L’omertà copre tutto e tutti, e Sciascia in conclusione ci presenta una situazione che può apparire addirittura umoristica, ma è fortemente indicativa del costume e della mentalità di tanta gente di Sicilia. L’omertà, però, non è una caratteristica esclusiva della mafia siciliana e della criminalità organizzata, bensì è presente un po’ dappertutto nella società contemporanea. Tante volte, infatti, i cittadini che sono stati spettatori di un episodio di violenza preferiscono tacere per non avere noie con la legge, considerata purtroppo estranea alla loro sfera morale e civile.

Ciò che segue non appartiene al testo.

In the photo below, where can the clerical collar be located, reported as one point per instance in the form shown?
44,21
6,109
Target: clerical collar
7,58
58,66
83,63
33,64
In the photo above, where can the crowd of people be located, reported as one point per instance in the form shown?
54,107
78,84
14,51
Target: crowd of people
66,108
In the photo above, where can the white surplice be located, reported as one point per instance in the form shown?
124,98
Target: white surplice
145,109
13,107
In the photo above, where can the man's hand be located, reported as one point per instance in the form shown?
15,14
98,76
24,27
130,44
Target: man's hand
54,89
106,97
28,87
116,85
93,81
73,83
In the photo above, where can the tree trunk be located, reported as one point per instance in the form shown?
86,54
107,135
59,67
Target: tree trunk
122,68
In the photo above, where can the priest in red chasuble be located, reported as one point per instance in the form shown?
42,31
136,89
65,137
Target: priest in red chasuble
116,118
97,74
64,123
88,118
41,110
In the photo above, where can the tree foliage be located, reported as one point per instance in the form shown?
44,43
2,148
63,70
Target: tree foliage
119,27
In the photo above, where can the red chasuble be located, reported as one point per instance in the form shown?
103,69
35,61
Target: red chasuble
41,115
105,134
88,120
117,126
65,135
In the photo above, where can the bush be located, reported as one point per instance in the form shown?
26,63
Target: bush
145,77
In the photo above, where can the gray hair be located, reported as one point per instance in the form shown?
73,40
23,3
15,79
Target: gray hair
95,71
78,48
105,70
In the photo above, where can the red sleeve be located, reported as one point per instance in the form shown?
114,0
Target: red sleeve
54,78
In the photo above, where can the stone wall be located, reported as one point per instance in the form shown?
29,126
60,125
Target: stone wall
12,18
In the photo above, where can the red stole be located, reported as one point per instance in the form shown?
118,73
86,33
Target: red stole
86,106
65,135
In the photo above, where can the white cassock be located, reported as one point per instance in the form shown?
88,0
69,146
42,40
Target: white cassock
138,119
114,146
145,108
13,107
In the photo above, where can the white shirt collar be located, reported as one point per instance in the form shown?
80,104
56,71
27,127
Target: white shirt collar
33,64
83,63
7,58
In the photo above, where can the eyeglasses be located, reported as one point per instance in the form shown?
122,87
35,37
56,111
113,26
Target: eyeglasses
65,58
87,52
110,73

FORSE HANNO SPARATO? Da Il giorno della civetta, capitolo 1
L’omicidio dell’impredintore edile Salvatore Colasberna avviene all’alba, sulla piazza, del paese, sotto gli occhi dei passeggeri che affollano l’autobus in partenza: ma nessuno dichiara di aver visto o udito nulla. I potenziali testimoni diventano insensibili come statue, non appena sentono risuonare gli spari, e alla vista dei carabinieri e allontanano facendo finta di nulla. Gli inquirenti devono così scontrarsi con il più totale silenzio (la tipica omertà) che circonda i delitti di mafia. Questo atteggiamento di paura e di forzata impassibilità raggiunge il culmine, allorché il panellaro (venditore di frittelle), presente all’omicidio ma rapidamente dileguandosi, chiede con ingenuità al maresciallo che lo sta interrogando: Perché… hanno sparato?
Gli spari, l’omicidio, il letargo dei viaggiatori, la fuga, il vano tentativo del maresciallo di sapere qualcosa: tutti questi elementi appaiono, in certo modo, inevitabili, quasi luoghi comuni nel quadro di una realtà tragica e immutabile come quella siciliana descritta. La faccia di un uomo sorpreso nel sonno più innocente diviene il simbolo di un modo di essere, di pensare, di agire, profondamente radicato nella società dell’isola: una società soffocata dall’indifferenza, dall’abitudine a chiudere gli occhi di fronte a quanto accade, dalla diffidenza verso la legge. Lo scrittore adempie il suo compito civile raffigurando questo mondo e, insieme, denunciandolo. L’episodio mostra bene la coesistenza, nelle opere di Sciascia, di due dimensioni:
1. La dimensione del saggio, del documento di costume, dello studio di vita sociale. Il linguaggio si presenta privo di enfasi, anzi volutamente cronastico e perciò volto ai particolari apparentemente insignificanti (il grido del venditore di frittelle; il bigliettaio che bestemmia ecc.) Lo stile scarno non è privo però di studio formale, come dimostrano le similitudini e le metafore (muovendosi come un granchio; facce…. Dissepolte da un silenzio di secoli ecc.) oppure il chiasmo quando la piazza fu vuota, vuoto era anche l’autobus. Nel linguaggio compare anche una coloritura dialettale (Matrice, panelle, la stimavano), primo indizio dell’ambientazione siciliana della vicenda.
Forme ironiche:
1. Nell’immagine dell’autista tutto spremuto nello sforzo di ricordare;
2. O nell’allusione nelle scuola patrie (non lo danno al primo venuto, il diploma di ragioniere).